Ao acessar a Plataforma de Ensino (1º e 2º Pavimentos) os usuários se inserem numa espacialidade distinta. A lógica nestes dois pisos foi de criar um único recinto. Propriamente dito, não há circulação residual, senão uma generosa área de convivência compartilhada entre os andares.
 
As salas de aula e laboratórios ocupam os módulos longitudinais das fachadas. Livres de qualquer elemento estrutural são flexíveis quanto sua partição – podendo ser redivididos conforme novas demandas. Via de regra, o pátio central é o espaço que permite esta flexibilidade das adjacências; circulações verticais e horizontais, banheiros, convivência, áreas técnicas e saída de emergência –  elementos fixos, foram alocados nessa faixa central. Esta paisagem interior não estaria completa sem o conforto térmico e lumínico garantido pela abertura zenital que promove a habitabilidade desse núcleo. Se o racicínio do térreo foi a expansão dos vetores visuais horizontais, na Plataforma, em oposição, são os vetores verticais que promovem a personalização desse espaço.
 
Toda a infraestrutura demandada pela Plataforma de Ensino encontra em duas prumadas de shaft, ao lado dos elevadores, o caminho para a zona de Apoio no subsolo, onde estão o QDL Principal, racks de rede e telefonia e centrais de segurança e automação.  Nesta cota, está alocada a parte do programa de interesse exclusivo dos operadores da unidade, a parte das 40 vagas estipuladas pela Legislação através da proporção de área construída.
 
A partir do número de vagas estabelecido, confrontado com o valor social da cota zero do terreno, a implantação do subsolo tornou-se irrefutável. Diante da rampa (i=20%) um primeiro recuo (previsto no Código de Obras) serve como desembarque/descarga, e em um segundo momento, já no subsolo, próximo aos containers de coleta seletiva, há também outra zona de desembarque/descarga.
 
O reservatório de águas pluviais para reuso que se pretende construir sob a projeção da rampa demonstra nossa preocupação em reduzir a pegada ecológica do edifício. Este e outros recursos ficam evidentes em nossa proposta. Embora todo o edifício tenha sido planejado para receber climatização artificial, principalmente devido às fontes geradoras de calor (computadores e equipamentos) na ausência da mesma, as janelas tipo maxim-ar podem ser abertas, bem como as bandeiras sobre a parede de divisa das salas de aula e laboratórios com o pátio interno. No pátio, aberturas na zenital permitem que o ar quente ascenda por efeito chaminé, e a Unidade seja naturalmente ventilada. O processo é beneficiado pelos brises fixados sobre os pilares recuados da edificação, o que reduz a incidência direta, logo a temperatura, dos espaços internos. Este intervalo, entre fachada e brises, com grelhas para acesso, também auxilia na fácil manutenção de ambos.

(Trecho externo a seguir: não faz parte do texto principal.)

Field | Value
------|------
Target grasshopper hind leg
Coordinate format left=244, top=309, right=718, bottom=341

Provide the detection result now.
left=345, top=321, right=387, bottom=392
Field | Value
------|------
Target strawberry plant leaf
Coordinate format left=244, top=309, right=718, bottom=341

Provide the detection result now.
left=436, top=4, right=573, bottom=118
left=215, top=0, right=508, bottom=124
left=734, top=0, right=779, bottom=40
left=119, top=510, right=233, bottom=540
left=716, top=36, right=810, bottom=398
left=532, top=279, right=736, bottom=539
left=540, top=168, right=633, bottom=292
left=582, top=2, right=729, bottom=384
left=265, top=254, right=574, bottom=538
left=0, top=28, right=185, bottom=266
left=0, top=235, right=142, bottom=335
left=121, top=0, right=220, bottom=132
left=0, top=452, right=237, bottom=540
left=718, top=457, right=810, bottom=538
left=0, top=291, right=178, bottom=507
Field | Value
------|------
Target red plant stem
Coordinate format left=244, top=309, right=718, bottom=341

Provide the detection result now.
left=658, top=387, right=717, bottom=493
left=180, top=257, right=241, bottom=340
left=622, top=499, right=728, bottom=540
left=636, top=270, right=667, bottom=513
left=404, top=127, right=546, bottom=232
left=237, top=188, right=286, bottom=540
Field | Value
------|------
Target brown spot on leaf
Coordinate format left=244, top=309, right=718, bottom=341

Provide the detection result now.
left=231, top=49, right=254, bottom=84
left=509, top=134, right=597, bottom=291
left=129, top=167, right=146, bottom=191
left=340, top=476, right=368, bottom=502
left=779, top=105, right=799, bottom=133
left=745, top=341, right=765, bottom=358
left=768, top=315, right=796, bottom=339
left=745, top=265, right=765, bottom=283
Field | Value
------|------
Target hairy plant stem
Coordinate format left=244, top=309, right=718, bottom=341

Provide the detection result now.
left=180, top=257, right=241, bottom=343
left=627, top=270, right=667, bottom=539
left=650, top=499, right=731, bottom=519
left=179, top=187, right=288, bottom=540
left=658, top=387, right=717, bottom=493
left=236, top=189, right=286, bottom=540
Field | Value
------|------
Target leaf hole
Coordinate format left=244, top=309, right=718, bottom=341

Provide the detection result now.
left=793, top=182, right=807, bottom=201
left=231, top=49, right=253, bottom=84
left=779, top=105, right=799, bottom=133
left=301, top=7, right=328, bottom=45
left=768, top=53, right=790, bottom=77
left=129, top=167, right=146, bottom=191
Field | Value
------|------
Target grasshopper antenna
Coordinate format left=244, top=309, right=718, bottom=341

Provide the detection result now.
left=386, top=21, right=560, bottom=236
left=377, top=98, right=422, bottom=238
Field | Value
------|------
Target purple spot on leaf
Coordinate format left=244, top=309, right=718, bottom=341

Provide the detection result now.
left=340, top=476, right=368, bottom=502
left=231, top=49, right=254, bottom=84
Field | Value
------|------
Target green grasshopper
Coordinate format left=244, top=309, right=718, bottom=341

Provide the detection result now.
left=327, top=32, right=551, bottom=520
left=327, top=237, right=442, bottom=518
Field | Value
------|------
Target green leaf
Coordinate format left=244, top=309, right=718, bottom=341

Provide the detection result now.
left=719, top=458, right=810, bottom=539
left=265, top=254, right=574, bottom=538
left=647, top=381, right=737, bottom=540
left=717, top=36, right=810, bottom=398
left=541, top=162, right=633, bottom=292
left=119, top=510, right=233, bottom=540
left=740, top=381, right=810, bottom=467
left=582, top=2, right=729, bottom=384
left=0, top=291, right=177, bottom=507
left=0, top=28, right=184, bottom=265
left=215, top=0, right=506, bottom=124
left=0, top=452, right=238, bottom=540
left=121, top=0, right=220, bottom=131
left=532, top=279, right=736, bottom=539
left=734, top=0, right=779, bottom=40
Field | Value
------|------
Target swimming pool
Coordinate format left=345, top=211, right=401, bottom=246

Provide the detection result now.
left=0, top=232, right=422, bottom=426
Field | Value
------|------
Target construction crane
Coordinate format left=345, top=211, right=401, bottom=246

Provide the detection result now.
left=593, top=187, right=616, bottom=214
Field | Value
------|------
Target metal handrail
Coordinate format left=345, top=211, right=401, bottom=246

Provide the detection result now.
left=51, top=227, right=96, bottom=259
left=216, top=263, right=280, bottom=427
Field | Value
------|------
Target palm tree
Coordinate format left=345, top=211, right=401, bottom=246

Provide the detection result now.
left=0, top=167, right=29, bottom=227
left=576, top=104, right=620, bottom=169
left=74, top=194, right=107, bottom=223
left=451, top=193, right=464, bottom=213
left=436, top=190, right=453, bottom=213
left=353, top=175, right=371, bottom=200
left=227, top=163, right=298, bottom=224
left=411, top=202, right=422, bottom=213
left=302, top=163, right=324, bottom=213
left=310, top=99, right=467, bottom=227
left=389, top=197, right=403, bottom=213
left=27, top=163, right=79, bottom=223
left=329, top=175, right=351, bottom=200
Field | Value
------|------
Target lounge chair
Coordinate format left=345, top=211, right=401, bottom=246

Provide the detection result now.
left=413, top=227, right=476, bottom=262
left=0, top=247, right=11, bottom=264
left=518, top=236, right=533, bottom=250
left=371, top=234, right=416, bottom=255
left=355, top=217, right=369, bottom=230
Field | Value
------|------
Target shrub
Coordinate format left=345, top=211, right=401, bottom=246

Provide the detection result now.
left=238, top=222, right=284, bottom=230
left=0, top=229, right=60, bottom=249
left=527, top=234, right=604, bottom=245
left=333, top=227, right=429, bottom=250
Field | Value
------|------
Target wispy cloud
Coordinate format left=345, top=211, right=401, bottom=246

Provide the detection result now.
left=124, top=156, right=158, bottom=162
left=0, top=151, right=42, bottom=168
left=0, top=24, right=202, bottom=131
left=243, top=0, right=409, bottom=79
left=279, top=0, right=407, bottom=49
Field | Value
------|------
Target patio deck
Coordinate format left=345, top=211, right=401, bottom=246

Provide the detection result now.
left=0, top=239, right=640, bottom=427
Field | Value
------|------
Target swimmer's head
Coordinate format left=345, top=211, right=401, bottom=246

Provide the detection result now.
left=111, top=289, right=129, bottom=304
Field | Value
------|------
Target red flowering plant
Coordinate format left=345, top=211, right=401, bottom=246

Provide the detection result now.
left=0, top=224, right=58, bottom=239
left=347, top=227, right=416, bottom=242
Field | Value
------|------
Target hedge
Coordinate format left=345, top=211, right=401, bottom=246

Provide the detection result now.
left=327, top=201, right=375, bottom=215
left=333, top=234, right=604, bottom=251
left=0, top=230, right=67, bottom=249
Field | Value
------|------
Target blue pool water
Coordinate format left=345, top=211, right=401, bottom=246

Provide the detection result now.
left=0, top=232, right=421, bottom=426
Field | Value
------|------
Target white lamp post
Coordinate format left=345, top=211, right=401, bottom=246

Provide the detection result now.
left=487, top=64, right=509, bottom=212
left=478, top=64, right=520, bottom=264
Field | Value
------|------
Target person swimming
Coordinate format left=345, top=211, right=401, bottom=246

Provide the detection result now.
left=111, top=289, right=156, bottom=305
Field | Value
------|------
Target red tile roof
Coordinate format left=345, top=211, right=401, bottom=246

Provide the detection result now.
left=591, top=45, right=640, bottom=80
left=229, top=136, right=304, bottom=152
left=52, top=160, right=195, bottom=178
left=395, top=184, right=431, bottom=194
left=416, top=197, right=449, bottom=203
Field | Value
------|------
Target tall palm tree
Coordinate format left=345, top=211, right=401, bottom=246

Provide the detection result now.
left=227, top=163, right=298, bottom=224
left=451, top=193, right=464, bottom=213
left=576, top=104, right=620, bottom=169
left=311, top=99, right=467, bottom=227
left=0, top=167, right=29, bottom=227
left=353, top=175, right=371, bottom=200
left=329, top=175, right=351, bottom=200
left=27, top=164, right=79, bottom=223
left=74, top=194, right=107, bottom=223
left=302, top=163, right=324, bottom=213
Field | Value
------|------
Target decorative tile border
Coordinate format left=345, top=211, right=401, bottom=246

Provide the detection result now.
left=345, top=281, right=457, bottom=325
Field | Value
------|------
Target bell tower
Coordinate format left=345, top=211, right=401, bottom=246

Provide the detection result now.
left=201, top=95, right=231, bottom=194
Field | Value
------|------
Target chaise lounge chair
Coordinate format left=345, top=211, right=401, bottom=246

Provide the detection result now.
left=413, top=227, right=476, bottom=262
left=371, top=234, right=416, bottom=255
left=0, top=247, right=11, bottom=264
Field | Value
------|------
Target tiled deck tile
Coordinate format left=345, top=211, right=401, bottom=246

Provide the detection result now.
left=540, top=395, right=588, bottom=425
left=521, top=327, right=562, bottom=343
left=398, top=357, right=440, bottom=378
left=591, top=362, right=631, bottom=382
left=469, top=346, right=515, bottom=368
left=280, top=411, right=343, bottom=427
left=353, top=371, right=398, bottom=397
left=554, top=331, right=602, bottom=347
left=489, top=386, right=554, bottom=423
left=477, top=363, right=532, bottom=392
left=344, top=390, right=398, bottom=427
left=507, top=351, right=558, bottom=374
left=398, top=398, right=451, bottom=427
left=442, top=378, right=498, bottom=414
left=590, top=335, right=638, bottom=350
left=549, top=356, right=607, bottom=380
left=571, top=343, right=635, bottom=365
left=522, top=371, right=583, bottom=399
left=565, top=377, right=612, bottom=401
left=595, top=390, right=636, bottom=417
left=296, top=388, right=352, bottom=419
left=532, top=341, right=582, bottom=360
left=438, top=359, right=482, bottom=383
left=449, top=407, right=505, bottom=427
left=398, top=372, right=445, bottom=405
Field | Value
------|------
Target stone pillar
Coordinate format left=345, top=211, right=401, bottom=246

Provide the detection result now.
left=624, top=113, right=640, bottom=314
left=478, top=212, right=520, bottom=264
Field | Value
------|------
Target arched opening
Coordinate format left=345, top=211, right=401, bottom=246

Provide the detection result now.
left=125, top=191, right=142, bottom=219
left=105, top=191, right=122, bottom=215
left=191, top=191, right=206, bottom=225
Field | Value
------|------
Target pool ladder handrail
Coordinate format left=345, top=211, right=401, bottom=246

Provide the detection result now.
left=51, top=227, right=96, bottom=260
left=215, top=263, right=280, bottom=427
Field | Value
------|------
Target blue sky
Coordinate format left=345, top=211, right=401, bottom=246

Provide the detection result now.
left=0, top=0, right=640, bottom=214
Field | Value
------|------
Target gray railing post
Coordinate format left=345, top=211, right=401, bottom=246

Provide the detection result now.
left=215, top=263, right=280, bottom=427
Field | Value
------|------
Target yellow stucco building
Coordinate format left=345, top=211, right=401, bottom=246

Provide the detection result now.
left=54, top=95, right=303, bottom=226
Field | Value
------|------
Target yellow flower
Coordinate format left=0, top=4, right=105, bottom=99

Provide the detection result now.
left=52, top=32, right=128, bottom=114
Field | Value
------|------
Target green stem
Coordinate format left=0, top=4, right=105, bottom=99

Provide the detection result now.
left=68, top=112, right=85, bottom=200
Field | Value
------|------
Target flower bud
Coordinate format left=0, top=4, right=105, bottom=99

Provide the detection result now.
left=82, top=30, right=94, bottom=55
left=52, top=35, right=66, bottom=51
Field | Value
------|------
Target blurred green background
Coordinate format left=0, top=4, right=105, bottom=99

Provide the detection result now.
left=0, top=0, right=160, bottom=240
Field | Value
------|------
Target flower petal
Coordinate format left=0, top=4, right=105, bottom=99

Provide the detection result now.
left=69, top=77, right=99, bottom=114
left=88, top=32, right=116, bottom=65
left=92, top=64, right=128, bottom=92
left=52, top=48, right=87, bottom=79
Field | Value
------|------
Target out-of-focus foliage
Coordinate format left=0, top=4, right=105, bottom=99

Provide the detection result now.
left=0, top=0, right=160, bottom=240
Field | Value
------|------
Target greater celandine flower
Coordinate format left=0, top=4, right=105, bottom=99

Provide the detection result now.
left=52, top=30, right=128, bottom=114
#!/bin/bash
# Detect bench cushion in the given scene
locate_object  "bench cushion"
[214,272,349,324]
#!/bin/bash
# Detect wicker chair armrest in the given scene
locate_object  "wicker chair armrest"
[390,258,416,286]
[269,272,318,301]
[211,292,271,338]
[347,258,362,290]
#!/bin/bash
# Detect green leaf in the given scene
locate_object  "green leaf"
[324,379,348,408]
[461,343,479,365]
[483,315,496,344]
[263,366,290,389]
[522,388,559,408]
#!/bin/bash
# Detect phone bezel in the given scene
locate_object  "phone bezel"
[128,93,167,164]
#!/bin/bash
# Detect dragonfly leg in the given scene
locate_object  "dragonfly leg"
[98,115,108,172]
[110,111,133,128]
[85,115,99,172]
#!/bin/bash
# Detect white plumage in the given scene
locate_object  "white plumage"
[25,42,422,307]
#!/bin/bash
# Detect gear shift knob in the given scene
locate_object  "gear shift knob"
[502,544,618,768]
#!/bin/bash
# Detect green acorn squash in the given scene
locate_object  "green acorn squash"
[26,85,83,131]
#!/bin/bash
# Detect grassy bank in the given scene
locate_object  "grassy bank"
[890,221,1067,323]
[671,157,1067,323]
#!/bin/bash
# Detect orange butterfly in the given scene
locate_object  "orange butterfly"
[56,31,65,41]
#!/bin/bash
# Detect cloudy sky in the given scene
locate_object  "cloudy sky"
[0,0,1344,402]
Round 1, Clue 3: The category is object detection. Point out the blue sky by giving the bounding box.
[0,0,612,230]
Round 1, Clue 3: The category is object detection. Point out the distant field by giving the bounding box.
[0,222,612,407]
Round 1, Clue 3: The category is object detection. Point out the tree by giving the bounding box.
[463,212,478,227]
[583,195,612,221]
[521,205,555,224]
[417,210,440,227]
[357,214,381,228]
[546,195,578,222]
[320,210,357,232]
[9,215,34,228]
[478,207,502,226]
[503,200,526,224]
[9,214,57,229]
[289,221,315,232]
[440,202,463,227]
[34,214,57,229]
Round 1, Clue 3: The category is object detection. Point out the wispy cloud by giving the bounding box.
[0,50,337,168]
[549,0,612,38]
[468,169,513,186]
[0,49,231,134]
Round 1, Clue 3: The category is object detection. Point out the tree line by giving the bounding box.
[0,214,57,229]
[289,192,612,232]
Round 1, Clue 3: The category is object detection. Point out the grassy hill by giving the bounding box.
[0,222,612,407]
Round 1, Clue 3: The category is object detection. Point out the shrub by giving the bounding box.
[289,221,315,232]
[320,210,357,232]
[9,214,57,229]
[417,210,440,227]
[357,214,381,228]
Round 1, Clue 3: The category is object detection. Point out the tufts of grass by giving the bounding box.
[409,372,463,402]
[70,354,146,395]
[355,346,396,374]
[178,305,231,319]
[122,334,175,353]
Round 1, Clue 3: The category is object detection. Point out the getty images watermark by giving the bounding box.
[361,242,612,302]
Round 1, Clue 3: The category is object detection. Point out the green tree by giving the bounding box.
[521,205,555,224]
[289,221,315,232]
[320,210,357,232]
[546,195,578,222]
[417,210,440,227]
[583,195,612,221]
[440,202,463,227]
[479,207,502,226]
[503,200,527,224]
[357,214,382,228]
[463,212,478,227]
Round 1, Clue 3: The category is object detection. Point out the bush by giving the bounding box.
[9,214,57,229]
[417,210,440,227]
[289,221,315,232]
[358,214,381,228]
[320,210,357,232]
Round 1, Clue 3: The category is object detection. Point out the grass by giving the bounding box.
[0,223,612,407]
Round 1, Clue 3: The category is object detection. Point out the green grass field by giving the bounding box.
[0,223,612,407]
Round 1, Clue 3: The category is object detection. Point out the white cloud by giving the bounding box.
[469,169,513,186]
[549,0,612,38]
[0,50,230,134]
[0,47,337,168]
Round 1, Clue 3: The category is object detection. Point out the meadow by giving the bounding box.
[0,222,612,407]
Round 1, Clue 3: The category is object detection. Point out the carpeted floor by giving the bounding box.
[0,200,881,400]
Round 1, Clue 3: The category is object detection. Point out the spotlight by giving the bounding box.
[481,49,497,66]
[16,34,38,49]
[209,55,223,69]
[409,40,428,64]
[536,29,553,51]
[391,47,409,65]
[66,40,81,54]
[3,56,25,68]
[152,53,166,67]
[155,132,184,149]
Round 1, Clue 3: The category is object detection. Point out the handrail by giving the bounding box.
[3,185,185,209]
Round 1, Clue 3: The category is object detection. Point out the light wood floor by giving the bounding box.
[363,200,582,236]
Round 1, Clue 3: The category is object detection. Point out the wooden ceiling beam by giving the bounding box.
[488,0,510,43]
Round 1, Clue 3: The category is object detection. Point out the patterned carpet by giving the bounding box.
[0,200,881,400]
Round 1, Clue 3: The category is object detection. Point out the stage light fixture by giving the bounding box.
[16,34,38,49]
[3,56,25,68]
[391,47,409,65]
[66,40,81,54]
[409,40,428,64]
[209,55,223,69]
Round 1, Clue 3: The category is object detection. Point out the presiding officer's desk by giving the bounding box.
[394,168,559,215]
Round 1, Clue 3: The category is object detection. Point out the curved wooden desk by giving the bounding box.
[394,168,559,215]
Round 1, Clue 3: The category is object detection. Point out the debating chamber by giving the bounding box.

Em síntese, a nova unidade do Senac em Bebedouro é concebida para performar racionalmente, da obra à operação. Contudo este critério não é articulado em detrimento da Arquitetura. Supridas as demandas, nosso propósito é de fomentar novas possibilidades de arranjo e agenciamento do espaço. Num cenário contemporâneo, de edifícios homogêneos e disformes por demandas imediatas, nossa opção foi pela flexibilidade compartimentada (zonas mencionadas). Em sua natureza, a coerência é suplementada pela eficiência, e a funcionalidade superada pela performance.